Among the guest speakers in the program was Dr. Alveda King, executive director of Civil Rights for the Unborn and a niece of Martin Luther King, Jr.

King called the pro-lifers of Massachusetts "a lighthouse."

"You're providing comfort, help, assistance, and truth," she said.

The program's keynote speaker was Melissa Ohden, an abortion survivor and the founder of the Abortion Survivors Network. While introducing herself, Ohden said she recently turned 43 years old.

"It's a beautiful thing that I was able to celebrate my 43rd birthday because in reality I was not meant to have a birthday," Ohden said.

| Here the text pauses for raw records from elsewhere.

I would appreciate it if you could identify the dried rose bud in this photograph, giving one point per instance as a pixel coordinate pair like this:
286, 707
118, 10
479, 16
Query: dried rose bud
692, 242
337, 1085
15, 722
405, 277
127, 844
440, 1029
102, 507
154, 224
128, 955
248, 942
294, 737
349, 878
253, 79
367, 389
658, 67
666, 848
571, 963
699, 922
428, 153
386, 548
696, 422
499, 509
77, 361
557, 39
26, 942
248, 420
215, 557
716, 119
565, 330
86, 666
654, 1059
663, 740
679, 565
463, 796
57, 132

Ohden's mother was forced by her own mother to have a saline infusion abortion. Ohden's grandmother was a nurse and was able to bypass hospital regulations. But Ohden survived being soaked in the toxic solution in her mother's womb and was subsequently born alive. Though her grandmother insisted she be left to die, the nurses brought her to the neonatal intensive care unit, and she was later adopted by a loving family.

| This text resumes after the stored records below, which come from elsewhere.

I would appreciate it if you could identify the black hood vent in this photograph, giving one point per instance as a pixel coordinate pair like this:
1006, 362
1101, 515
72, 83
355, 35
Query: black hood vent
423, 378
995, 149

"I'm in this battle for life because I've been empowered by life and by people loving me. And I know that is the work you are doing every day through MCFL -- empowering people through life," Ohden said.

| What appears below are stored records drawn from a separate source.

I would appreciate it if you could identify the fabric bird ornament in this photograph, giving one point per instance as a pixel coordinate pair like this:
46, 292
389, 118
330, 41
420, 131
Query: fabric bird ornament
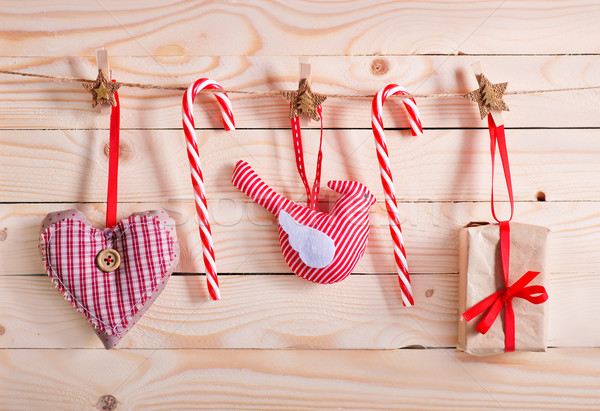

She said that she has connected with over 300 abortion survivors in 11 different countries. She explained that it is difficult to find accurate information about the numbers of babies who survive abortions because those cases are often not recorded. She lamented the fact that only eight states report the number of babies that survive failed abortions each year.

"Massachusetts Citizens for Life is out there every single day fighting for lives like mine and lives like my biological mother. And they need your support now more than ever with everything that's happening in our world," Ohden said.

She connected her story with the ROE Act pending in the Massachusetts legislature, which would significantly deregulate abortion. Among other things, this bill would eliminate the state's requirement that a child who survives an attempted abortion must receive medical care.

After Ohden's address, Matthew Hanafin, a longtime member and former employee of MCFL, spoke at length about the organization's efforts to combat legislation, such as the ROE Act and the doctor-prescribed suicide bill.

Hanafin said the ROE Act "would permit infanticide by allowing doctors to refuse medical treatment for the Melissa Ohdens of the world."

Additionally, if passed into law, the ROE Act would allow abortions to be performed at any point during pregnancy, allow late-term abortions to take place outside of a hospital, provide state funding for women who cannot afford to pay for an abortion, and allow minors to have abortions without parental or judicial consent.

He explained that the legislature extended the legislative session past Election Day in November.

"We believe they've done this because if the election doesn't go their way, they will undoubtedly try to force these two radical bills forward," he said.

According to their website, MCFL has raised almost $40,000 but still hopes to raise $100,000 by the end of September.